10 Tips for Effective Email Every Professional Should Know
Email is the most common form of business communication, so it can have a big impact on your productivity and your reputation. Well-written emails that are clear, concise, and compelling can keep projects moving and enhance your relationships. However, when emails include typos, struggle to get to the point, or strike the wrong tone, they can do more harm than good.
Here are some tips to provide high-impact messages and avoid embarrassing mistakes.
- Choose an informative subject line
Choosing an engaging subject line that describes what your email is about increases the chances your email will be opened promptly. It also makes your email easy to find later. (Don’t forget to change the subject line when replying to an email if the topic of the email has changed.)
Don’t: Hi! Are you busy on Tuesday?
Do: Can we meet Tuesday at 3 pm about Project X?
- Be casual, but professional
Although email is more casual than most written correspondence, it should employ a respectful tone and include proper spelling and grammar. As a rule, it’s best to avoid emoticons, all-caps, acronyms, and exclamation points. And don’t be the boy who cried, “Wolf!” If an email is truly urgent, say so; otherwise, just be patient.
Don’t: Hey! Did you get my message? I TOTALLY need an answer ASAP about Project X.
Do: Just a quick reminder that the deadline for approval on Project X is this Friday. Have you had an opportunity to review the information I sent?
- Only use email when appropriate
–Do NOT discuss emotionally charged or controversial issues via email.
-Do NOT try to manage projects that require extensive discussion via email. Email is good for short, finite communication.
-Do NOT include confidential information. “Reply All” and “Forward” are many people’s favorite buttons, and hackers love a to add social security numbers or credit card numbers to their collections.
- Get right to the point
The subject line should cue up your message, and your first line in the body of the email should get right to the point–ideally in a compelling or humorous way. Tell your reader who you are (if they don’t already know), and what you want. If you expect them to take action, you’d best demonstrate how that action benefits them.
Don’t: I started my company ten years ago, and we’ve been growing ever since. I think you’d really like my product, but first, let me tell you about how we got where we are…
Do: After ten years in the business, we’ve honed our product to meet the needs of clients like you. Here’s how…
- Keep attachments small and essential
If you must attach a file, be sure it is not too big. People are wary of files, as they should be–they’re a great way to share computer viruses. If your attachment is more than a couple megabytes, consider sending it via a file transfer protocol (ftp) site like Hightail.com or Wetransfer.com; or consider setting up a file sharing arrangement like Dropbox.com.
- Use a signature line
I am always stunned when people do not provide contact information in their emails when it is so easy! You can set your email software to include your signature information automatically for each new email (or for all emails, including responses). List your name, title, company, website, and phone number. If you include a logo or image file of any kind, be aware that it may not display properly (if it displays at all).

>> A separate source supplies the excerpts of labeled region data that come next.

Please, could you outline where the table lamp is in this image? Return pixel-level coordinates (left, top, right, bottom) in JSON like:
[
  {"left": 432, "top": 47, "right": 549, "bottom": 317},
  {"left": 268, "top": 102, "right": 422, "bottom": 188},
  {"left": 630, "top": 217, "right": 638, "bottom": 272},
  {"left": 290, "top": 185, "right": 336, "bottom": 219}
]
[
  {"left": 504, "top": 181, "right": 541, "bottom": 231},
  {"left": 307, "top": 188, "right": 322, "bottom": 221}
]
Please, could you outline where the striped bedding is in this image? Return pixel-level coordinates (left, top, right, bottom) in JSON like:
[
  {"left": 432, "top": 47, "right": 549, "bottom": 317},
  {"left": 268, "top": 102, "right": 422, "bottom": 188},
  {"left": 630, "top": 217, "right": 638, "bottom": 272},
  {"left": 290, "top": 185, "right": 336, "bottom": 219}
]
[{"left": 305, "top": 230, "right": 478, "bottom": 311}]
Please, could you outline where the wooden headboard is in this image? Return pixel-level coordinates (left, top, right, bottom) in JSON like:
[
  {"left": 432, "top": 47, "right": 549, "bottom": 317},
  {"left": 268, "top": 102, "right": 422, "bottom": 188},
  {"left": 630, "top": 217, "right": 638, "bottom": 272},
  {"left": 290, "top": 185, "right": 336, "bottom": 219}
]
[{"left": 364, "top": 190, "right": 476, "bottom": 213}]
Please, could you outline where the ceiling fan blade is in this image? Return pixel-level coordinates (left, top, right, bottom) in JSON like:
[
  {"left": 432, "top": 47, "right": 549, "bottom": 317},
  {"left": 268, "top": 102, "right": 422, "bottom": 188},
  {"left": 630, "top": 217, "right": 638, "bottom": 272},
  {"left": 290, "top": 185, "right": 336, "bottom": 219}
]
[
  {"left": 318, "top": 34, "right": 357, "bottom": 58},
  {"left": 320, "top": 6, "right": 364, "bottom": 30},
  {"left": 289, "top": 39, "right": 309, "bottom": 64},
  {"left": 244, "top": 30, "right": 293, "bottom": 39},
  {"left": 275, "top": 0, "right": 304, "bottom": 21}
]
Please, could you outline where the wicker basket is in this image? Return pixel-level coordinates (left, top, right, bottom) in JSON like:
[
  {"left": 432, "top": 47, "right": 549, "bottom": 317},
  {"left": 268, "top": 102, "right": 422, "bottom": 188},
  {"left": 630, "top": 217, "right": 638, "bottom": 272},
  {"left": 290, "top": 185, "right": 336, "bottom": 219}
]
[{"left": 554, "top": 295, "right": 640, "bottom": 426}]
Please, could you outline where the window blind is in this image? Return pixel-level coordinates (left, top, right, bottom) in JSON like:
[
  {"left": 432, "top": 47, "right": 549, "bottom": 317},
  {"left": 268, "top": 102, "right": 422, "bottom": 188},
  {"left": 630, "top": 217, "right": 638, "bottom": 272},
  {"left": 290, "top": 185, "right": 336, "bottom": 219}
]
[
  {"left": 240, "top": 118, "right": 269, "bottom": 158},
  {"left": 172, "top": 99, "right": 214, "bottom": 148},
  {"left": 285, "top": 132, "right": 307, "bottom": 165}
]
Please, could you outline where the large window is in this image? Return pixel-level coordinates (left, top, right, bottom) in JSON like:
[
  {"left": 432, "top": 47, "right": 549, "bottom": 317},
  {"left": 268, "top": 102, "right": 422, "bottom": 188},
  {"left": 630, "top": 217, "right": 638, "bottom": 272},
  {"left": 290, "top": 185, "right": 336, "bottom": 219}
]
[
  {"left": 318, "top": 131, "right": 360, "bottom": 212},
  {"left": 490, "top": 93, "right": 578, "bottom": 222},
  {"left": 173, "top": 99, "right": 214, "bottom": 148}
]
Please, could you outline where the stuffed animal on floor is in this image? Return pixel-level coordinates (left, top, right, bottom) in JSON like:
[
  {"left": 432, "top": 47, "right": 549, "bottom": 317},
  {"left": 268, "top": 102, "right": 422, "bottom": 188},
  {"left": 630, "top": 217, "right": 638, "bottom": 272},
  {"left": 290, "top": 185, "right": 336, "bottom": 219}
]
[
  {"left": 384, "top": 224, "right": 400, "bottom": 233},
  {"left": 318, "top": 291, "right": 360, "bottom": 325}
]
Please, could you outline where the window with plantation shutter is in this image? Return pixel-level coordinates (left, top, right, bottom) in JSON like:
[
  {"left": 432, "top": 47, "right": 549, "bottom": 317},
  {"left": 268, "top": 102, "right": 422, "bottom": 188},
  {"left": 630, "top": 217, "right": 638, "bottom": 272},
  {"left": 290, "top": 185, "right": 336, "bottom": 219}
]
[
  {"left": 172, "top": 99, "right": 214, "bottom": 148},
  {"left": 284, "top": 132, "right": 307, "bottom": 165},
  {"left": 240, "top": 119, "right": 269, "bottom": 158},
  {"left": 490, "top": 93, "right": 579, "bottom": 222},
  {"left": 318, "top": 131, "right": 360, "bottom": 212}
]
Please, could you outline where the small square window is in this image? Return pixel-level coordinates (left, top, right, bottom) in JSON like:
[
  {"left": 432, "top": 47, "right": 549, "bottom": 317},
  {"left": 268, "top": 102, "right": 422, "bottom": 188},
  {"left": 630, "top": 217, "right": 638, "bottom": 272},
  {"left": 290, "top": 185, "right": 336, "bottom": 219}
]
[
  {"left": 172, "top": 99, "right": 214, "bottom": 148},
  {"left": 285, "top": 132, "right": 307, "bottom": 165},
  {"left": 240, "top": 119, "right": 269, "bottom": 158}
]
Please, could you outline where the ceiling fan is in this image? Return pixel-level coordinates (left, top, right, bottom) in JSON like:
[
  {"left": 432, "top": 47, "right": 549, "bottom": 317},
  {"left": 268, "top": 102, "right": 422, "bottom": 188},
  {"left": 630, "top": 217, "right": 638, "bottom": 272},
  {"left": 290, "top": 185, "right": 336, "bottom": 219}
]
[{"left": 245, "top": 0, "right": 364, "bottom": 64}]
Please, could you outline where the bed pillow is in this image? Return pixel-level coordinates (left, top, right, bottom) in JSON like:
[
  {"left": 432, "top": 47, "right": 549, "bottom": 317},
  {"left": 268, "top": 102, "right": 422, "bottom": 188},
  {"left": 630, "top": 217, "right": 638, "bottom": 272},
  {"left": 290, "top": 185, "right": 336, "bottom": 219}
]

This is the easiest way to avoid embarrassing mistakes. Read your email slowly at least a couple times. Look at each word individually before allowing your eyes to go to the next word; this allows you to read what you actually wrote (not what your brain thinks you wrote). Click here to see more proofreading tips.
- Read from the perspective of your arch enemy
Before you hit “Send,” read your email as though its recipient will interpret everything in the most negative light. This allows you to edit the message to prevent any misunderstandings. Since emails lack the benefits of body language and verbal tone, carefully choose your words and sentence structure so they leave little room misinterpretation.
- Have a friend or colleague read important emails
There’s nothing worse than finding a mistake after you hit “Send” on a company-wide email or an email to a prospective employer. If you’re writing a high-stakes email, ask a trusted friend or colleague to read it over for you.
- Consider implementing a company-wide email etiquette policy so everyone plays by the same rules
Time-saving protocols work well when everyone understands them. Consider implementing a company-wide policy with accepted abbreviations and protocols about when and how to use email. Include things like requiring out-of-office messages when people are away, so clients and colleagues know what to do in someone’s absence.
Remember, email is great, but it’s not the right tool for every type of communication. Before writing an email, be sure the message you want to convey is 1. Not emotionally charged, 2. Not easy to misinterpret 3. Doesn’t require an immediate response, and 4. Not attempting to manage a long-term, complex issue. If email is the right tool, follow these tips and you should enjoy the benefits of higher productivity and enhanced relationships.